Growing up, he has had the best of both worlds, which has made it difficult for him to truly understand his roots.
Three minutes into episode one, I was taking my hat off to Barbuzano, who penned this ingenious series, too.
The opening scene was of a school play. Jessica rallied family and friends to come to watch their son perform.
When he suffers a bout of stage fright, Danny gets up and starts to sing to him. It seems to help ease his son’s anxiety, more so when the entire group joins in.
Witnessing that bond and love was such an incredible moment.
Viewers are taken on a roller-coaster of emotions. They will laugh, cry and be surprised.
Tiffany has woven such incredible arcs for each character. She explores their frustrations, joys, fears, vulnerability and hopes with remarkable perception.
And the drama has a proudly South African feel, especially in the scene where Abi alerts the neighbourhood security of a robbery in progress.

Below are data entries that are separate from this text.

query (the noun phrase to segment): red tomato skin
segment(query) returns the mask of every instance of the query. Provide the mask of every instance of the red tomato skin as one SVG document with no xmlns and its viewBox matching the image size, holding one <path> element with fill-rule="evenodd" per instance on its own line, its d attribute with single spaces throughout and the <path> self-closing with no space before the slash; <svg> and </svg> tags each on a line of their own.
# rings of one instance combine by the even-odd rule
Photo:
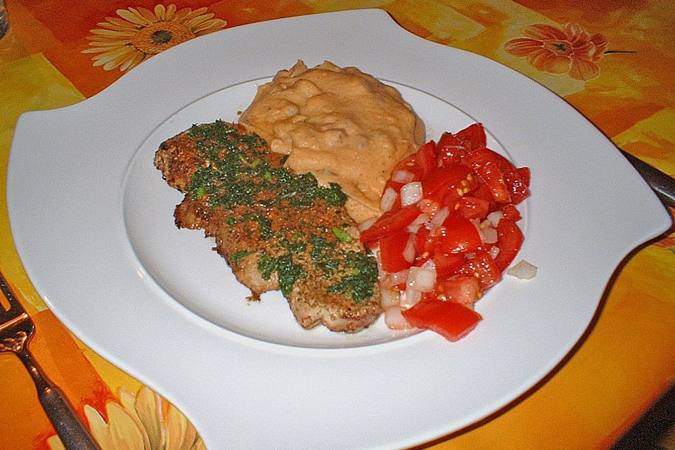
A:
<svg viewBox="0 0 675 450">
<path fill-rule="evenodd" d="M 462 253 L 435 252 L 432 258 L 436 264 L 436 278 L 438 280 L 454 275 L 465 261 Z"/>
<path fill-rule="evenodd" d="M 457 200 L 454 209 L 465 219 L 483 219 L 490 210 L 490 202 L 484 198 L 465 195 Z"/>
<path fill-rule="evenodd" d="M 471 124 L 464 129 L 461 129 L 455 133 L 455 137 L 459 139 L 470 152 L 487 146 L 485 129 L 480 122 Z"/>
<path fill-rule="evenodd" d="M 497 224 L 497 242 L 499 252 L 494 258 L 494 263 L 501 271 L 511 264 L 515 255 L 520 251 L 523 241 L 522 231 L 515 222 L 507 217 L 502 217 Z"/>
<path fill-rule="evenodd" d="M 441 135 L 436 146 L 436 151 L 437 165 L 441 167 L 455 162 L 461 162 L 462 158 L 467 153 L 462 141 L 449 132 Z"/>
<path fill-rule="evenodd" d="M 518 172 L 518 176 L 520 177 L 520 179 L 522 180 L 522 182 L 525 184 L 528 188 L 529 187 L 529 167 L 518 167 L 516 169 L 516 171 Z"/>
<path fill-rule="evenodd" d="M 361 232 L 361 242 L 373 243 L 385 236 L 401 230 L 420 215 L 420 209 L 409 205 L 397 211 L 387 211 L 375 221 L 370 228 Z"/>
<path fill-rule="evenodd" d="M 482 319 L 462 304 L 427 298 L 401 314 L 411 326 L 435 331 L 450 341 L 463 338 Z"/>
<path fill-rule="evenodd" d="M 467 259 L 457 273 L 475 277 L 482 291 L 494 286 L 501 280 L 501 271 L 485 250 L 476 252 L 475 256 Z"/>
<path fill-rule="evenodd" d="M 436 285 L 438 300 L 470 304 L 480 298 L 480 283 L 475 277 L 456 275 L 439 281 Z"/>
<path fill-rule="evenodd" d="M 468 219 L 449 216 L 439 229 L 437 237 L 437 253 L 465 253 L 475 252 L 482 240 L 478 230 Z"/>
<path fill-rule="evenodd" d="M 409 233 L 400 230 L 380 240 L 380 259 L 385 271 L 394 273 L 410 267 L 411 263 L 403 256 L 409 238 Z"/>
<path fill-rule="evenodd" d="M 510 193 L 504 181 L 499 159 L 495 155 L 501 158 L 489 148 L 480 148 L 464 157 L 463 162 L 471 167 L 487 185 L 494 201 L 510 203 Z"/>
<path fill-rule="evenodd" d="M 422 178 L 427 176 L 436 169 L 436 143 L 433 141 L 430 141 L 420 147 L 415 154 L 415 162 L 422 172 Z"/>
<path fill-rule="evenodd" d="M 438 167 L 422 179 L 424 196 L 444 205 L 454 205 L 458 198 L 477 187 L 470 169 L 458 163 Z"/>
</svg>

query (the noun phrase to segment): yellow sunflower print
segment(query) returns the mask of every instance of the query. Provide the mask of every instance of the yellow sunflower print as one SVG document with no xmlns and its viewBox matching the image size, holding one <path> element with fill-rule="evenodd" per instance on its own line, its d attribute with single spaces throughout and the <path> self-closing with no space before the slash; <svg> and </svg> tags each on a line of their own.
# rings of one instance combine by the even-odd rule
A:
<svg viewBox="0 0 675 450">
<path fill-rule="evenodd" d="M 146 8 L 118 9 L 117 17 L 105 18 L 101 28 L 88 36 L 91 48 L 83 53 L 96 53 L 94 65 L 105 70 L 129 70 L 153 55 L 169 47 L 224 28 L 226 22 L 213 18 L 206 8 L 176 10 L 176 5 L 159 4 L 151 11 Z"/>
</svg>

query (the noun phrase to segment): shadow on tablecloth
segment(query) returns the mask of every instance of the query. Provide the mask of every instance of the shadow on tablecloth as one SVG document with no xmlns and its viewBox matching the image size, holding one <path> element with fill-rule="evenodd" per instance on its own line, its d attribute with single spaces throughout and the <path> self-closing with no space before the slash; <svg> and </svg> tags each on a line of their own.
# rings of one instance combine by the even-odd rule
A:
<svg viewBox="0 0 675 450">
<path fill-rule="evenodd" d="M 611 450 L 675 450 L 675 385 Z"/>
</svg>

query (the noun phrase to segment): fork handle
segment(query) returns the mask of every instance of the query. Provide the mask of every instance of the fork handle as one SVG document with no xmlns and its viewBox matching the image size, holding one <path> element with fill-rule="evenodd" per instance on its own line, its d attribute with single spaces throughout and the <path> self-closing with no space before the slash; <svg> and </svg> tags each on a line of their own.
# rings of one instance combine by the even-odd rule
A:
<svg viewBox="0 0 675 450">
<path fill-rule="evenodd" d="M 68 450 L 101 450 L 61 392 L 33 360 L 26 347 L 17 355 L 35 383 L 37 397 L 56 433 Z"/>
</svg>

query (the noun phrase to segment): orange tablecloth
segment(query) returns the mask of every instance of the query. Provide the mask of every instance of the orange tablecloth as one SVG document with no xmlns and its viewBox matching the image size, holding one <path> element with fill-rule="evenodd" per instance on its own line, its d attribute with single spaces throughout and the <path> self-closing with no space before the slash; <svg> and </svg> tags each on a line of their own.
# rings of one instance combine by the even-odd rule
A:
<svg viewBox="0 0 675 450">
<path fill-rule="evenodd" d="M 195 35 L 366 7 L 386 10 L 424 38 L 480 53 L 534 79 L 574 105 L 617 146 L 675 174 L 675 8 L 669 2 L 6 3 L 11 27 L 0 40 L 3 193 L 20 113 L 94 96 L 144 58 Z M 127 41 L 131 45 L 124 46 Z M 113 437 L 103 448 L 142 449 L 144 439 L 146 449 L 164 448 L 153 441 L 157 429 L 139 417 L 161 424 L 174 439 L 181 436 L 182 446 L 172 448 L 204 448 L 179 411 L 87 348 L 53 316 L 22 268 L 4 200 L 0 206 L 0 269 L 36 322 L 31 348 L 94 435 L 99 440 L 106 433 Z M 593 262 L 588 264 L 593 270 Z M 61 448 L 19 361 L 0 356 L 0 448 Z M 674 380 L 675 237 L 671 235 L 636 252 L 620 269 L 595 326 L 559 371 L 500 413 L 429 445 L 448 450 L 607 448 Z"/>
</svg>

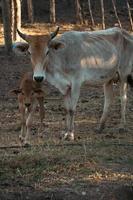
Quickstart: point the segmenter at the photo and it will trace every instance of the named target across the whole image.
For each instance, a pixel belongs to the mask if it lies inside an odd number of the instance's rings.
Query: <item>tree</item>
[[[2,18],[4,26],[4,40],[7,54],[12,51],[12,34],[11,34],[11,6],[10,0],[2,0]]]
[[[34,23],[34,7],[33,1],[27,0],[27,7],[28,7],[28,18],[30,23]]]
[[[17,28],[21,29],[21,0],[11,0],[11,27],[13,41],[20,40]]]
[[[55,23],[55,0],[50,0],[50,22]]]
[[[82,16],[82,10],[81,10],[81,6],[80,6],[80,1],[75,0],[75,5],[76,5],[77,22],[79,22],[80,24],[83,24],[83,16]]]

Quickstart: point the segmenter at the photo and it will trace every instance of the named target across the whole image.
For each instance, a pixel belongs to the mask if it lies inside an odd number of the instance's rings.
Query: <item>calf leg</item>
[[[31,126],[32,126],[34,111],[35,111],[35,107],[33,107],[32,110],[28,112],[28,116],[26,119],[26,136],[24,139],[24,145],[30,144],[30,131],[31,131]]]
[[[121,96],[121,123],[120,130],[124,130],[126,119],[125,119],[125,111],[126,111],[126,103],[127,103],[127,82],[122,81],[120,85],[120,96]]]
[[[19,104],[19,110],[21,113],[21,134],[19,135],[19,138],[23,142],[26,133],[26,119],[25,119],[25,108],[22,104]]]
[[[66,133],[64,138],[74,140],[74,113],[80,94],[80,85],[76,84],[69,88],[65,98],[66,108]]]
[[[110,107],[112,100],[113,100],[112,81],[104,84],[104,97],[105,97],[104,109],[103,109],[102,117],[100,119],[99,132],[101,132],[102,129],[104,128],[104,125],[105,125],[105,122],[107,120],[107,116],[108,116],[108,113],[109,113],[109,107]]]
[[[44,108],[44,98],[40,97],[38,98],[38,102],[39,102],[39,113],[40,113],[40,120],[41,120],[41,124],[40,124],[40,128],[39,128],[39,136],[42,137],[42,131],[43,131],[43,120],[45,117],[45,108]]]

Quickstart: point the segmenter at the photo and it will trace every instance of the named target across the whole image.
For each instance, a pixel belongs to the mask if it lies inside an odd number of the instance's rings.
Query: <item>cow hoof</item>
[[[119,128],[119,133],[124,133],[125,131],[126,131],[126,128],[124,128],[124,127]]]

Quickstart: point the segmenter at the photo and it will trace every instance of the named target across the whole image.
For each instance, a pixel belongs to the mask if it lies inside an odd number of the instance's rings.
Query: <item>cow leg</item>
[[[76,105],[79,99],[80,85],[75,84],[69,88],[67,95],[64,98],[66,108],[66,133],[64,139],[74,140],[74,114]]]
[[[25,119],[25,108],[22,104],[19,104],[19,110],[21,113],[21,133],[19,135],[19,139],[21,140],[21,142],[23,142],[26,133],[26,119]]]
[[[39,102],[39,113],[40,113],[40,120],[41,120],[41,124],[39,127],[39,136],[42,137],[43,119],[45,117],[44,98],[43,97],[38,98],[38,102]]]
[[[109,107],[112,103],[113,100],[113,84],[112,81],[109,81],[108,83],[104,84],[104,109],[103,109],[103,114],[100,119],[100,126],[99,126],[99,133],[103,130],[105,122],[107,120],[107,116],[109,113]]]
[[[121,123],[119,130],[122,131],[125,129],[126,118],[126,104],[127,104],[127,82],[122,81],[120,85],[120,96],[121,96]]]

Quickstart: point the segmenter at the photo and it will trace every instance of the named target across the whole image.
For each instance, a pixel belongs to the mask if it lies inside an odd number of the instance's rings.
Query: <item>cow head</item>
[[[33,79],[36,82],[42,82],[45,80],[45,63],[47,62],[47,55],[49,53],[49,46],[51,45],[51,40],[58,34],[59,27],[55,32],[50,35],[26,35],[20,32],[18,34],[27,43],[27,48],[22,48],[23,51],[28,51],[31,56],[31,62],[33,66]],[[58,48],[58,44],[54,44],[51,48]],[[18,46],[20,49],[20,45]],[[20,49],[21,50],[21,49]]]

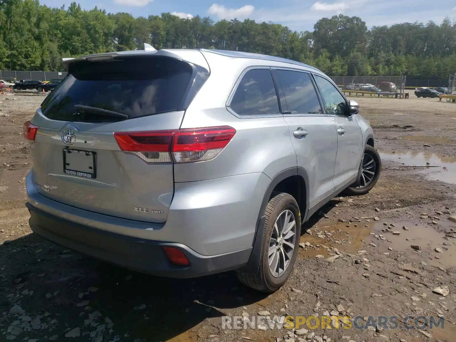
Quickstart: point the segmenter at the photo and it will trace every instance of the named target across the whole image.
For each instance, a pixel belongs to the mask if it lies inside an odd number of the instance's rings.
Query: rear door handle
[[[298,127],[298,129],[293,132],[293,135],[295,138],[304,138],[307,136],[309,132],[305,130],[303,130],[302,127]]]

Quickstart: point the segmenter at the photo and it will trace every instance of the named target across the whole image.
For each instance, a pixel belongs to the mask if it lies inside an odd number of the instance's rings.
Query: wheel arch
[[[295,197],[299,206],[299,218],[302,224],[309,210],[308,184],[309,177],[307,172],[304,169],[297,167],[284,170],[272,178],[264,193],[258,214],[250,257],[247,264],[238,270],[252,275],[255,274],[258,271],[263,252],[262,228],[266,218],[264,212],[268,202],[275,192],[287,192]]]

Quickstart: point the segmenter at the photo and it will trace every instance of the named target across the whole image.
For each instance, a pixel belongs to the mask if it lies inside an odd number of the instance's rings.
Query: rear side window
[[[229,107],[242,116],[280,114],[270,69],[254,69],[246,73]]]
[[[290,114],[322,114],[316,92],[309,74],[280,70],[275,70],[273,73],[275,80],[282,86]]]
[[[193,74],[188,63],[161,56],[76,62],[43,102],[41,110],[55,120],[95,122],[177,110]]]

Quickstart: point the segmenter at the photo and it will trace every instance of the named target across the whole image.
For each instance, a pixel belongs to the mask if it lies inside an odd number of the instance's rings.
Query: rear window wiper
[[[108,110],[103,108],[98,108],[96,107],[90,107],[90,106],[84,106],[83,104],[75,104],[73,108],[76,109],[82,109],[87,112],[92,112],[96,113],[102,115],[109,115],[110,116],[117,116],[124,119],[128,119],[128,115],[118,112],[113,112],[112,110]],[[73,115],[77,114],[78,113],[75,113]]]

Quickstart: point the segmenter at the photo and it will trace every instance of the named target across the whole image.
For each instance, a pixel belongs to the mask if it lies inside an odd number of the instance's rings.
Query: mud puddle
[[[372,232],[372,223],[351,222],[312,228],[301,236],[301,244],[300,254],[305,257],[315,257],[317,255],[325,257],[328,249],[337,250],[341,252],[353,254],[363,249],[363,240]],[[366,226],[367,227],[366,227]],[[330,256],[327,256],[328,257]]]
[[[418,173],[425,174],[428,179],[456,184],[456,157],[426,152],[383,152],[380,155],[382,159],[397,161],[404,166],[426,167]]]
[[[423,135],[404,135],[401,137],[404,140],[413,140],[429,144],[456,144],[456,140],[442,137],[424,136]]]
[[[431,215],[431,214],[430,214]],[[442,218],[442,220],[444,219]],[[388,242],[388,247],[394,251],[414,251],[412,245],[420,247],[419,251],[415,251],[410,258],[419,259],[422,256],[429,259],[427,263],[435,267],[456,267],[456,239],[447,237],[444,231],[439,232],[435,228],[435,225],[425,223],[415,223],[410,221],[395,222],[395,227],[390,230],[399,232],[395,235],[387,230],[388,226],[376,223],[374,230],[376,234],[383,234]],[[406,227],[406,230],[403,227]]]

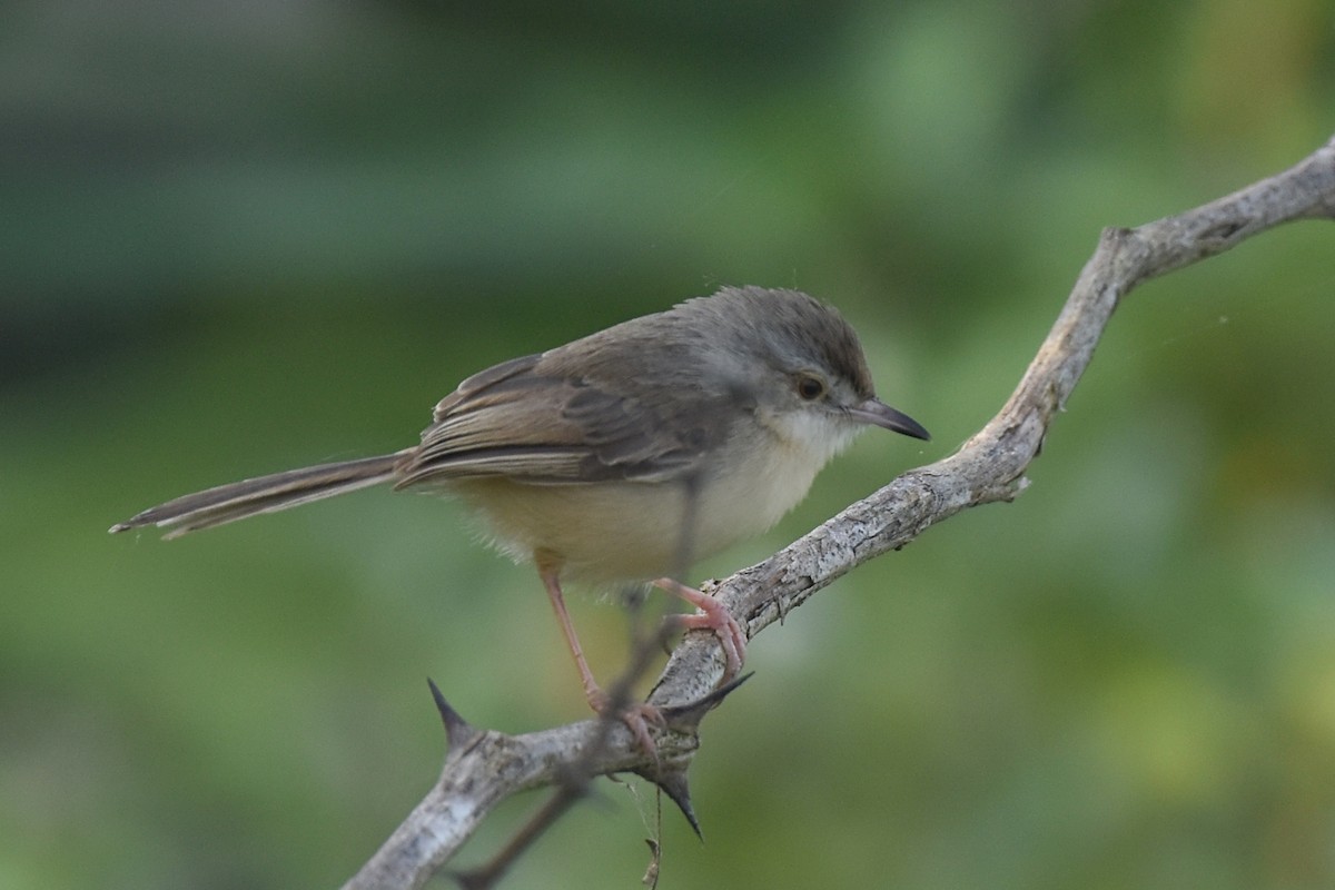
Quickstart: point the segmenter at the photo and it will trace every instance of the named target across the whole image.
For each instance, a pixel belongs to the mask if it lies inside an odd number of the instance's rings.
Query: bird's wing
[[[726,414],[666,386],[551,371],[542,355],[482,371],[441,400],[398,487],[477,476],[530,484],[689,479]]]

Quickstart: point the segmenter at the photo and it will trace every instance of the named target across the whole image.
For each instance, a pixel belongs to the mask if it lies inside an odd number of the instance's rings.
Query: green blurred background
[[[437,774],[426,677],[482,726],[586,713],[455,503],[111,523],[800,287],[936,439],[865,436],[726,574],[984,423],[1100,227],[1335,129],[1327,0],[461,7],[0,11],[0,887],[336,886]],[[1335,885],[1332,258],[1308,223],[1137,291],[1019,502],[758,639],[662,886]],[[625,615],[574,610],[613,675]],[[603,783],[509,886],[638,886],[653,819]]]

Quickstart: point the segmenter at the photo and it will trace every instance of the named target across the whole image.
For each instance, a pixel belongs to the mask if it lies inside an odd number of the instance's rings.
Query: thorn
[[[686,782],[685,769],[658,770],[653,774],[635,770],[635,775],[662,789],[663,794],[672,798],[672,802],[677,805],[681,814],[686,817],[690,830],[696,833],[701,843],[705,842],[705,835],[700,830],[700,819],[696,818],[696,807],[690,805],[690,786]]]
[[[756,671],[752,671],[750,674],[742,674],[741,677],[734,678],[732,682],[724,683],[710,694],[697,698],[694,702],[688,702],[686,705],[665,705],[658,710],[663,717],[668,718],[668,723],[672,729],[678,729],[685,726],[689,727],[690,730],[694,730],[696,727],[700,726],[700,721],[704,719],[705,714],[713,710],[725,698],[728,698],[733,693],[733,690],[736,690],[738,686],[741,686],[754,675]]]
[[[427,686],[431,687],[431,698],[435,699],[435,710],[441,714],[441,722],[445,723],[445,741],[450,746],[451,751],[459,750],[469,745],[478,734],[473,726],[469,725],[466,719],[459,717],[459,713],[450,707],[450,703],[445,701],[445,694],[441,693],[441,687],[435,685],[435,681],[430,677],[426,678]]]

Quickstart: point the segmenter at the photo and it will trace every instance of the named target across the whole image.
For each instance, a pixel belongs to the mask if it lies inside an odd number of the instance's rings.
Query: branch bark
[[[1053,416],[1063,410],[1117,308],[1137,284],[1222,254],[1274,226],[1335,216],[1335,139],[1290,169],[1195,209],[1137,228],[1108,228],[1052,331],[1005,406],[951,456],[910,470],[880,491],[713,590],[754,638],[845,572],[898,550],[968,507],[1011,500],[1027,486]],[[638,750],[619,722],[582,721],[503,735],[465,723],[438,698],[449,753],[441,778],[344,890],[421,887],[517,791],[558,787],[550,818],[597,775],[634,771],[659,783],[694,823],[686,771],[700,719],[722,701],[724,659],[712,632],[692,632],[673,651],[649,701],[665,709],[658,758]],[[541,831],[547,822],[538,821]],[[523,845],[513,845],[514,855]],[[490,886],[509,859],[461,878]]]

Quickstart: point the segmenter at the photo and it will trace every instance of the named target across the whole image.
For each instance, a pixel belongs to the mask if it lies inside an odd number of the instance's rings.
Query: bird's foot
[[[688,603],[700,610],[697,615],[673,615],[670,620],[677,622],[685,630],[712,630],[718,636],[718,644],[724,648],[724,678],[720,685],[728,683],[742,670],[746,659],[746,631],[733,618],[728,607],[709,594],[688,587],[672,578],[659,578],[653,582],[654,587],[666,590],[669,594],[681,596]]]

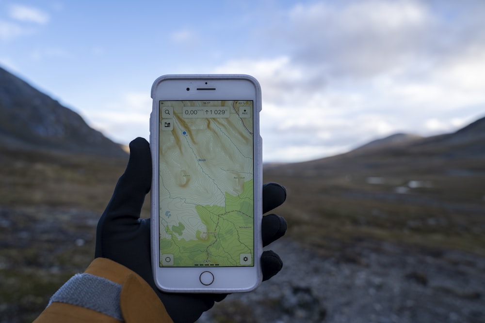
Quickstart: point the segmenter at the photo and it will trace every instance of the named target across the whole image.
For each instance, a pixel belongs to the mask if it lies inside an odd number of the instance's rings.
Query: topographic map
[[[252,105],[160,102],[161,266],[253,265]]]

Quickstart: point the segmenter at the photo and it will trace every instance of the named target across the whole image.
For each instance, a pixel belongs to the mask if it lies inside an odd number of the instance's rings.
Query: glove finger
[[[150,145],[138,137],[129,143],[129,160],[118,180],[102,217],[105,221],[138,220],[145,196],[151,185]]]
[[[261,222],[263,246],[268,246],[284,236],[287,227],[286,220],[282,216],[275,214],[269,214],[263,216]]]
[[[286,189],[277,183],[263,185],[263,214],[279,206],[286,200]]]
[[[277,274],[283,268],[283,261],[273,250],[264,251],[261,256],[261,270],[263,281],[267,280]]]

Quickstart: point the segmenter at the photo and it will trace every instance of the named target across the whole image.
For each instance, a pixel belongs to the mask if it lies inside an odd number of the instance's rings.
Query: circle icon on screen
[[[173,266],[174,255],[171,254],[163,254],[161,255],[162,266]]]

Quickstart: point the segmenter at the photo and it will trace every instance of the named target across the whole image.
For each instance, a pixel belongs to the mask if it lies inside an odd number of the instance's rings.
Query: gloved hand
[[[113,196],[99,219],[96,234],[95,257],[111,259],[141,276],[155,291],[176,323],[193,322],[214,302],[226,294],[169,293],[156,287],[151,269],[150,219],[140,219],[145,196],[151,185],[152,165],[148,142],[138,138],[129,144],[130,155],[125,173],[120,177]],[[286,199],[285,188],[275,183],[263,186],[263,212],[280,205]],[[282,236],[286,221],[275,214],[263,217],[263,245],[266,246]],[[263,280],[279,272],[283,262],[271,251],[261,257]]]

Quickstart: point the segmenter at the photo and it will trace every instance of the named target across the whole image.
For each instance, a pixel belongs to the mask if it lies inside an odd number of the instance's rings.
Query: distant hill
[[[124,156],[119,145],[79,114],[0,68],[0,144],[78,154]]]
[[[356,149],[376,149],[385,147],[392,147],[397,145],[407,144],[416,140],[422,138],[422,137],[417,135],[411,134],[395,134],[381,139],[372,140]]]
[[[430,137],[398,134],[348,153],[301,163],[268,165],[268,175],[424,173],[479,169],[485,171],[485,117],[453,133]],[[470,166],[471,165],[471,166]],[[481,165],[481,166],[480,166]]]

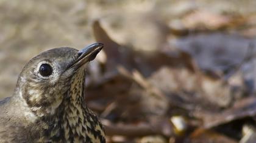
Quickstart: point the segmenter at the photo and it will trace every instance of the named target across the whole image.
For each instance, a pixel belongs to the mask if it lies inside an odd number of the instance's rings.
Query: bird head
[[[55,113],[70,92],[79,92],[84,84],[87,64],[103,48],[95,43],[80,50],[63,47],[44,52],[31,59],[18,79],[15,95],[39,116]]]

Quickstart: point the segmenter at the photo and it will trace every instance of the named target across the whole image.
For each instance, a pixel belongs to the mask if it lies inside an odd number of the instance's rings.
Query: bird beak
[[[90,45],[78,52],[78,58],[74,61],[73,64],[68,68],[78,68],[82,65],[95,59],[98,53],[102,49],[104,44],[94,43]]]

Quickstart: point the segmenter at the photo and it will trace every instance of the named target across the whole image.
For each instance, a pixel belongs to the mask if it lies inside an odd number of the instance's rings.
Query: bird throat
[[[104,142],[103,127],[85,103],[85,73],[80,68],[73,75],[69,90],[46,131],[51,142]],[[44,140],[44,139],[43,139]]]

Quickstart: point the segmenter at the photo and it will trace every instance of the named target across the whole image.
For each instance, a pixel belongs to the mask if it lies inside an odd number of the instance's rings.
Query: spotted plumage
[[[84,98],[85,68],[102,47],[54,48],[32,58],[13,95],[0,101],[0,142],[105,142]]]

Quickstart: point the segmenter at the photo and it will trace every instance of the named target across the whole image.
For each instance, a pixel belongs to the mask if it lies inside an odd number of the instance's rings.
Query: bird
[[[84,96],[85,69],[103,47],[55,48],[29,60],[0,101],[0,142],[105,142]]]

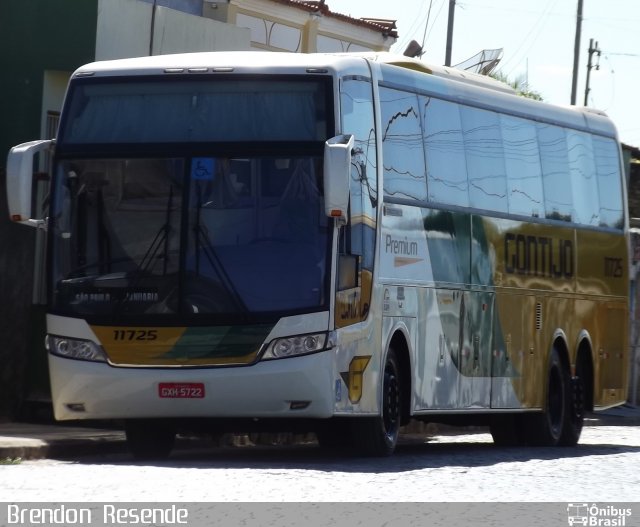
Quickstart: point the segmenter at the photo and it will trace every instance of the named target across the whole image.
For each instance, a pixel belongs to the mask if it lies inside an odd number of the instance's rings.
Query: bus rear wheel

The character is calm throughout, which is indicative of how most people respond to acts of crime.
Johnny Barbuzano, who is the executive producer and director, also deserves praise for his adroit direction. Each scene is perfectly framed. The narrative flows beautifully.
When handling a multi-star show, there is a risk of some characters getting shortchanged for screen time. That is not the case here. Every character gets their time to shine and, in so doing, gets the viewers invested in their respective and interwoven journeys.
"Still Breathing" is a first-rate show with flawed characters that engage your every emotion. Goes without saying, the casting is spot-on.
Tiffany and Johnny Barbuzano have raised the benchmark for homegrown dramas.
Be sure to tune in as emotions run high when an old lover returns, an estranged best friend arrives to lend support and a long-lost son rocks up, too. The drama will take your breath away, so keep those tissues close-by.
"Still Breathing" airs on M-Net (DStv channel 101) on Thursdays at 8pm.